LAS VEGAS -- Tomas Hertl was stuck in the worst slump of his life, doing anything he could to get out of it. He rewatched his highlights on YouTube to remind himself of how he could score. He put his stick in the garbage can, hoping to summon a garbage goal, and in the bathroom, hoping to coax, well, a crappy one.

And now, after going 29 games without scoring in the regular season and Stanley Cup Playoffs combined, the forward has two goals in two games for the Vegas Golden Knights. They lead the Anaheim Ducks 3-2 in the Western Conference Second Round and can clinch a spot in the conference final in Game 6 at Honda Center in Anaheim on Thursday (9:30 p.m. ET; HBO MAX, truTV, TNT, SN360, SN, TVAS).

"It's tough when you don't score for so long," Hertl said in his thick Czech accent with a big smile. "It's nice to get monkey from my back. It wasn't even monkey. It was like King Kong."

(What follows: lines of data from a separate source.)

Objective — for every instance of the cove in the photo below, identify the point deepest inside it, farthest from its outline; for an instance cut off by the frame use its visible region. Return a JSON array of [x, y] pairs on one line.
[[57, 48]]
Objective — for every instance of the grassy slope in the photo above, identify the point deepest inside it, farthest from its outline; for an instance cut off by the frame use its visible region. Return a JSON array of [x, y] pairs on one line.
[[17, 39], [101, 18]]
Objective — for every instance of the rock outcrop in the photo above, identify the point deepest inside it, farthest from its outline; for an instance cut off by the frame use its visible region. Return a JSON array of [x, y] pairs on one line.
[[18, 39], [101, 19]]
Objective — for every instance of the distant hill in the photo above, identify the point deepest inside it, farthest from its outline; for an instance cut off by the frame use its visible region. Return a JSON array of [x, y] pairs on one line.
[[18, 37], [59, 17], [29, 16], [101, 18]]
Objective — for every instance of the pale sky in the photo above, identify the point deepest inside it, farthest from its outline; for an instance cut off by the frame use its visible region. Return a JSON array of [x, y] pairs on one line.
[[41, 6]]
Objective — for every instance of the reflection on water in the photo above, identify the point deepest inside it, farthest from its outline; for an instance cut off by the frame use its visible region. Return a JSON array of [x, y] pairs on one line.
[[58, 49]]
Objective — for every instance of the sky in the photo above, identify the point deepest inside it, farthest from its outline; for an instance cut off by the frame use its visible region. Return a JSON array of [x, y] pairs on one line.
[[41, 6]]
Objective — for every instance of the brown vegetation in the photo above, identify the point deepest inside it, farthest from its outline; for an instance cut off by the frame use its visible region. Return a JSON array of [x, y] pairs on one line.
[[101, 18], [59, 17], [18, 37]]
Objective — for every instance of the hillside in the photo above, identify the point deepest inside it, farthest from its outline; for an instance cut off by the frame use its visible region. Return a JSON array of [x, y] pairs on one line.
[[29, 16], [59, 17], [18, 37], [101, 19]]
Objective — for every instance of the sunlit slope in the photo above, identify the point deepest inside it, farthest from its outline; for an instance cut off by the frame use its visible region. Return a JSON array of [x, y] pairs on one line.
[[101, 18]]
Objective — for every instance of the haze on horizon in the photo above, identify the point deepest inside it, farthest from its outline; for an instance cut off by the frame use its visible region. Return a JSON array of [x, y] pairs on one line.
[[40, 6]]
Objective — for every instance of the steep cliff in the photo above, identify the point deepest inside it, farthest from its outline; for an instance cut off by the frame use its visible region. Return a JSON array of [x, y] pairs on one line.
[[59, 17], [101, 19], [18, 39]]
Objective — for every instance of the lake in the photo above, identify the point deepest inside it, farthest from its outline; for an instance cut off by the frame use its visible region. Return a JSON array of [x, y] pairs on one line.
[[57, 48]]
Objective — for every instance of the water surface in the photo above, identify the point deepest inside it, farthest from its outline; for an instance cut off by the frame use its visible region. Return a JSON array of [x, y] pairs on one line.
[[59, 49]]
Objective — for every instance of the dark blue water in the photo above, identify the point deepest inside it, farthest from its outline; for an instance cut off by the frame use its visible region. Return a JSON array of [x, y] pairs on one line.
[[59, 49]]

The slump drove Hertl bananas, and this story shows the psychological battle players can wage behind the scenes. Hockey is fickle, and confidence can be fragile even for veteran professional athletes.

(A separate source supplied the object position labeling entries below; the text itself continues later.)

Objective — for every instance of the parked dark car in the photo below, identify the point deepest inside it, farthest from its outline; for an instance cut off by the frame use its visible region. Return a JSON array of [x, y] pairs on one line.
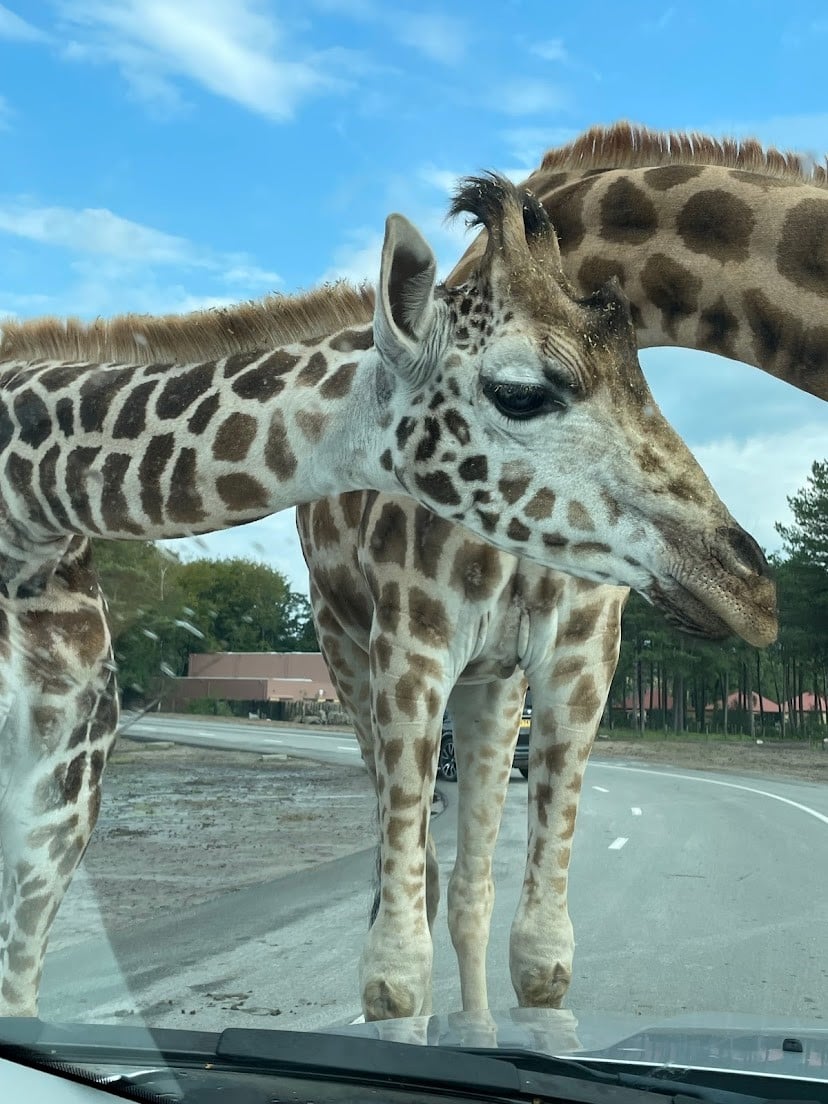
[[447, 763]]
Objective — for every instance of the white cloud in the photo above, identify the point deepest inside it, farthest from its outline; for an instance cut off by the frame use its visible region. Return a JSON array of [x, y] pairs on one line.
[[232, 48], [441, 38], [527, 97], [17, 29], [94, 231], [754, 476], [552, 50]]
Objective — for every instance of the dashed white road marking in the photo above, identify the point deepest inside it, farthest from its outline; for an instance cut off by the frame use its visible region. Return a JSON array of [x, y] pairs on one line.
[[717, 782]]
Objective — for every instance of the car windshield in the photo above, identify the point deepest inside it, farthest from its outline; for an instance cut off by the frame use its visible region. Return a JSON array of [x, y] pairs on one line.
[[406, 617]]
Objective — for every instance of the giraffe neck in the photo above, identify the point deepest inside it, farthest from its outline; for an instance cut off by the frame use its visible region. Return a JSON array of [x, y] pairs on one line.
[[723, 259], [165, 450]]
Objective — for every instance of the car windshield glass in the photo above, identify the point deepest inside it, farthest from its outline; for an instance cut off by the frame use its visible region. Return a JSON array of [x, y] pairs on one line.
[[414, 526]]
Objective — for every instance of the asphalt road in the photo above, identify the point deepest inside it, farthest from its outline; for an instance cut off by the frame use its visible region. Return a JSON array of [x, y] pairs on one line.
[[689, 892]]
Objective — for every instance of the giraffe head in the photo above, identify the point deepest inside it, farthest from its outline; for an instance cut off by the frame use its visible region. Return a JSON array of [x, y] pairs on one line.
[[520, 410]]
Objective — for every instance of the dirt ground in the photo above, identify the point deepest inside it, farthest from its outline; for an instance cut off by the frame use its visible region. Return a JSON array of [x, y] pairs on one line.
[[187, 825]]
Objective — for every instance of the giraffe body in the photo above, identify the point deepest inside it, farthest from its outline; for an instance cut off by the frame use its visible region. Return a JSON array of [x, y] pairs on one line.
[[489, 403], [701, 236]]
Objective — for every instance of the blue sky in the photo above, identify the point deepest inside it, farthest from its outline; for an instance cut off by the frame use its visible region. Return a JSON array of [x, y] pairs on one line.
[[168, 155]]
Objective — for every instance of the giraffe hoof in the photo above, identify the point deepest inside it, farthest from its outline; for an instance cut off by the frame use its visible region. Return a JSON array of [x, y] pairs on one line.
[[542, 986], [382, 1000]]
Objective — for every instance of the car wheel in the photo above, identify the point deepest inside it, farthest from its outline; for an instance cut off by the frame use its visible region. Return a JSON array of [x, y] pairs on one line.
[[446, 763]]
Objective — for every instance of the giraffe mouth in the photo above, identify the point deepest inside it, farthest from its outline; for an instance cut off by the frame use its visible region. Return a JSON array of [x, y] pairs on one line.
[[683, 611]]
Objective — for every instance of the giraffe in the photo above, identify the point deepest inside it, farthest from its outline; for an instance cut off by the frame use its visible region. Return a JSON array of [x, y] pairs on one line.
[[146, 428], [719, 246]]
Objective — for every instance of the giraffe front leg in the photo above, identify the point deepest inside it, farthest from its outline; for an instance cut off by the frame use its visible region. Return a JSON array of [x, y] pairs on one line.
[[407, 698], [46, 817], [570, 688], [486, 720]]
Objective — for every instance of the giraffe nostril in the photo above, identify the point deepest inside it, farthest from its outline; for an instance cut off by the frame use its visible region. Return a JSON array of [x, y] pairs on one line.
[[743, 547]]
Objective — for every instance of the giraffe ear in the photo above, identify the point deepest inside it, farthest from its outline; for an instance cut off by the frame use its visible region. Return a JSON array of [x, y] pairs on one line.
[[405, 296]]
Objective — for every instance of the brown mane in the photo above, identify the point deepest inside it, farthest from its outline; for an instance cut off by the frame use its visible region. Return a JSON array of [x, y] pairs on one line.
[[628, 146], [202, 335]]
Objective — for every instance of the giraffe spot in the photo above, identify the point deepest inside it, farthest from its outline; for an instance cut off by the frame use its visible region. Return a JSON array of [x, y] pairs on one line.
[[580, 626], [338, 384], [518, 531], [278, 455], [595, 271], [565, 209], [579, 517], [427, 618], [671, 288], [33, 418], [314, 371], [540, 505], [627, 213], [513, 489], [665, 177], [184, 502], [802, 254], [717, 224], [152, 466], [131, 420], [114, 506], [457, 426], [718, 329], [591, 548], [427, 444], [390, 535], [476, 571], [242, 492], [351, 340], [65, 416], [234, 436], [183, 389], [203, 413], [474, 469], [584, 703], [312, 423], [437, 487]]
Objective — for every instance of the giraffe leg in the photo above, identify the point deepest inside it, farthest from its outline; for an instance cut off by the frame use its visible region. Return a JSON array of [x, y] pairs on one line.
[[486, 720], [407, 694], [570, 688], [53, 749]]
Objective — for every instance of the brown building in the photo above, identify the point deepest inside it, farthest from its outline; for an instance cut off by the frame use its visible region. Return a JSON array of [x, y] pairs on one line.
[[267, 680]]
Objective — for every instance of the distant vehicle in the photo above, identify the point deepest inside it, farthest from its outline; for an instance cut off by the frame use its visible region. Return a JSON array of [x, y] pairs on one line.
[[447, 763]]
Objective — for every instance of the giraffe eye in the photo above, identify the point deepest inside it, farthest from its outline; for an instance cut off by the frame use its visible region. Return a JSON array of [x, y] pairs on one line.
[[522, 401]]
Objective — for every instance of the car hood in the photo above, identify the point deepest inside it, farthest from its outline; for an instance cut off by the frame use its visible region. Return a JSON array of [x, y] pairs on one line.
[[717, 1041]]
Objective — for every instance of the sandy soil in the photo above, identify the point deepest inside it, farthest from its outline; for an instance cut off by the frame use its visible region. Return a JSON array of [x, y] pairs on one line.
[[186, 824]]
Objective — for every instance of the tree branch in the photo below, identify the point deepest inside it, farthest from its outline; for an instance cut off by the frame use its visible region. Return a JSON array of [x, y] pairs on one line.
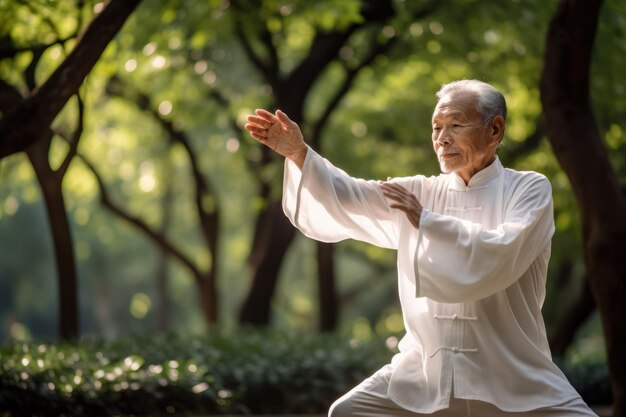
[[31, 116], [9, 96], [73, 140], [349, 80], [155, 236], [203, 189]]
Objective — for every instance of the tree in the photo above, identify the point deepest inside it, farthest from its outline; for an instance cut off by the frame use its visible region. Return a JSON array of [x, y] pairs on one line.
[[273, 233], [575, 138], [26, 125]]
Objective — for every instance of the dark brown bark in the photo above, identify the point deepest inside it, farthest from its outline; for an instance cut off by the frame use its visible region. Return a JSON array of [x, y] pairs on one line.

"Everybody (is) human," Hertl said. "It's in your head."

ANA@VGK, Gm 5: Hertl takes the lead on sly backhanded rebound

Hertl knows he can score. The 32-year-old has 276 goals in 873 regular-season games and 30 goals in 91 playoff games in his 13-year NHL career.

When he scored 2:11 into overtime on March 4, giving the Golden Knights a 4-3 win at the Detroit Red Wings, he had 24 goals, second on Vegas at the time.

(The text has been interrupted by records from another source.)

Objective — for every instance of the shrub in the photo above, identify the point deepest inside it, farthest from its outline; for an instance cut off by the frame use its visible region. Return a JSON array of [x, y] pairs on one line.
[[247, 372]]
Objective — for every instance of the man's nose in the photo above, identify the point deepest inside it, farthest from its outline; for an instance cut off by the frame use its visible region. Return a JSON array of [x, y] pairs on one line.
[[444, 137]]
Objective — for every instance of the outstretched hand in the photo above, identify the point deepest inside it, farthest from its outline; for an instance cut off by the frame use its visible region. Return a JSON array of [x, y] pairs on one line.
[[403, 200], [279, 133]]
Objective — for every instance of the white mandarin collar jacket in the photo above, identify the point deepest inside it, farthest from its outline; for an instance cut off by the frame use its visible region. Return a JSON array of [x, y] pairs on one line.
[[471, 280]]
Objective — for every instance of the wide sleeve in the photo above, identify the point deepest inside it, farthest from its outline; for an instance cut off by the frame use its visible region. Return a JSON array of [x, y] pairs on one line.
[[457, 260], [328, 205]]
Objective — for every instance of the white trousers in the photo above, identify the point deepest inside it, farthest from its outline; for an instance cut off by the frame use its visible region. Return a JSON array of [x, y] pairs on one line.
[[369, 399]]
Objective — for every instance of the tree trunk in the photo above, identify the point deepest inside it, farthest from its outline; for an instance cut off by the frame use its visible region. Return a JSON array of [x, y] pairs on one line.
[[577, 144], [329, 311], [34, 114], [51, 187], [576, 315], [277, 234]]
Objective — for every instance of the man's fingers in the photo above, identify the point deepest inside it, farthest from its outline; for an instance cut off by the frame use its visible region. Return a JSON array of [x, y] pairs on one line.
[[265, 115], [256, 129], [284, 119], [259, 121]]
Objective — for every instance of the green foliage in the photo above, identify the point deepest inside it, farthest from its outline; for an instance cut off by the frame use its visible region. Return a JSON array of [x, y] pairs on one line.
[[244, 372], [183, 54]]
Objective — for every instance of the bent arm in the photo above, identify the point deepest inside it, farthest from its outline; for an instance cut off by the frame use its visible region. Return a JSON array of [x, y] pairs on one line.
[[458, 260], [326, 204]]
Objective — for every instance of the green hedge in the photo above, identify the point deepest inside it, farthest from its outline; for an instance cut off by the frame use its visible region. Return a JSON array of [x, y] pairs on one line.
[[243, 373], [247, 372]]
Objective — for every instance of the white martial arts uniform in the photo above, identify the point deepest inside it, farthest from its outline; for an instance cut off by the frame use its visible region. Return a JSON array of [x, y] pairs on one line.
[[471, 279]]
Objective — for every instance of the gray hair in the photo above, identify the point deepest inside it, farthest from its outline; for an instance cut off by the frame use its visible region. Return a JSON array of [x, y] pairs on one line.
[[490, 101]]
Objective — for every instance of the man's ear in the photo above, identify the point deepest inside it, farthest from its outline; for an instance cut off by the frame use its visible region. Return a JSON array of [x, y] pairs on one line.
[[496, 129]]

But that was his last goal of the regular season.

He went the last 20 games without scoring, then six games without scoring in the first round against the Utah Mammoth, then three more without scoring in the second round against the Ducks.

He joked that the last time he experienced a drought that long, it was from birth though age 4, when he started playing hockey. But that's probably true.

"It was long time," he said. "It's like, never happened to me."

According to NHL Stats, Hertl's longest pervious drought in a single NHL season, including the playoffs, was 19 games from Oct. 16-Nov. 25, 2015, early in his third season with the San Jose Sharks.

The longer this drought went, the more it weighed on him. He would try to contribute in other ways, like winning face-offs and throwing hits. But he knows his central role, and he feels the internal and external expectations.

"It definitely wasn't easy, because my game is obviously help the team score the goals," Hertl said. "Obviously, I try to do different things, but everybody expected I produce a little more. That's why I'm here."

Hertl is on the power play and goes to the net often. He had many scoring chances, and in some ways, he took solace in that. But in other ways, he wondered how a puck just didn't hit him and go into the net.

Before each game, he told himself, "Play your best. Try to win the game. That's all that matters. It doesn't matter who scores." But then he wouldn't score again, and thoughts would creep in. How long would the drought last?

Hertl is a happy-go-lucky guy.

"He's in a good mood mostly all the time," teammate Jack Eichel said.

But it's hard to be happy with no puck luck.

"You care," Hertl said. "You want to help so much. You want to win. I'm obviously always positive guy, but I'm frustrated. I would lie if I not frustrated not score goals, because that's expectation."

Hertl tried to take his mind off the slump. He likes Pokemon cards, so he'd open some packs, he said, just for "something fun." He'd rewatch his YouTube highlights. After he'd tape his stick, he'd put it in the garbage before warmup.

"I saw it once, yeah," said teammate Pavel Dorofeyev, a fellow goal-scorer who can relate. "His stick was in the trash can. Whatever it takes to get you going."

The garbage wasn't working, so before Game 4 in Anaheim on Sunday, Hertl put his stick in the bathroom to switch up his superstitions.

"It was there for, like, at least an hour, hanging out," he said. "You try to find a way."

Finally, Hertl banged in a pass on the rush with 1:04 left and the goalie pulled in Game 4, cutting the Ducks' lead to 4-3. You could see the relief on his face. Yeah, it was a crappy goal in a sense, considering the Golden Knights still lost 4-3. He said he'd have rather not scored and won. But after 67 days, the curse was broken.

VGK@ANA, Gm 4: Hertl nets his first goal of this year's playoffs

And when a scorer gets one goal, others often follow.

In Game 5 at T-Mobile Arena on Tuesday, Hertl won an offensive-zone face-off, went to the net and ended up backhanding in a rebound, giving Vegas a 2-1 lead at 4:48 of the third period. The Golden Knights went on to win 3-2 when Dorofeyev scored at 4:10 of overtime.

Vegas coach John Tortorella said Hertl's goal was big "for tonight and hopefully for the future." 

"You just try stay with it," Hertl said. "Obviously, I try so many different things over the last two months. It was almost impossible not to think about it, and hopefully this is behind me and this stretch never happen honestly again, because it was way too long."